My table structures are:
//Basic:
Id Title
1 Title 1
2 Title 2
3 Title 3
4 Title 4
5 Title 5
//Parameters:
Id Title
1 Param 1
2 Param 2
3 Param 3
4 Param 4
5 Param 5
//Values:
Id Value
1 Val 1
2 Val 2
3 Val 3
4 Val 4
5 Val 5
And connection tables:
BasicId ParameterId ValueId
1 1 2
1 3 1
1 4 5
2 1 1
2 2 4
2 3 2
3 1 2
3 3 1
3 4 4
4 1 2
4 4 2
4 5 2
5 1 1
5 2 5
5 3 3
At some point in my program I create new Basic row (in memory) with Parameters and values. Now I need to know:
- Is there any record in database which match exactly the same parameters and values.
- Similar records ordered by how many parameters and values matches.

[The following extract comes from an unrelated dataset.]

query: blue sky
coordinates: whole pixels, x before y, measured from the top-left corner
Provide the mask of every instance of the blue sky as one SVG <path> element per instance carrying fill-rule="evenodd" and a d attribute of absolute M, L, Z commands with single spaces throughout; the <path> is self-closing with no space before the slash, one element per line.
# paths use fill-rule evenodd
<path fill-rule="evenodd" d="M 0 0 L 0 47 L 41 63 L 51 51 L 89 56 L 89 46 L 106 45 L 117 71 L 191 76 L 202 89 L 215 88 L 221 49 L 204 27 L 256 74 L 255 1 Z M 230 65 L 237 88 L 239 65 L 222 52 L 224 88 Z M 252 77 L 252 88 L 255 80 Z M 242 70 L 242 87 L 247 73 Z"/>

For first point I do it like this: 2 rows are equal if all parameters and there values matches. For now I calculate string with Ids of all parameters and values and add it to Basic table.
Basic becomes:
Id Title EqualString (this comes from connection table)
1 Title 1 1:2;3:1;4:5
2 Title 2 1:1;2:4;3:2
3 Title 3 1:2;3:1;4:4
4 Title 4 1:2;4:2;5:2
5 Title 5 1:1;2:5;3:3
This works great, since order is defined by ParameterId ASC and I have index on EqualString column. At this point I should say, that my basic table have arround 5 million records and growing.
But for second problem, I don't have a clue, how this kind of problem could be solved.
For example:
Input Title X1 1:1;2:4;3:2 100% Title 2
33% Title 5
Input Title X2 1:1;2:4;3:1 66% Title 2
33% Title 5
Input Title X3 1:2;3:1;5:5 66% Title 1
66% Title 3
Input Title X4 1:2;3:1;5:3 66% Title 3
33% Title 5
I use SQL Server 2016 and have complete control of computer on which database is installed.
There are around 100 parameters-values to check if they match (in upper example only 3 - they are separated with ;)
I think full text search is not the answer (or maybe it is), because I need exact match between 2 commas (2:5 for example).
Or I should go with completely different approach without calculating EqualString (on insert witch is rarely).
Use case:
I am building web page where product that sell is dynamic. That means, that user configure it before it buys.
For example: set height, width, colour, choose material ...
Now I need to know if this product already exists (someone else choose exact same parameters (width, height, colour) and values (100, 120, green) or this is completely new product.
Parameters which was configured are in parameters table and values are in values table.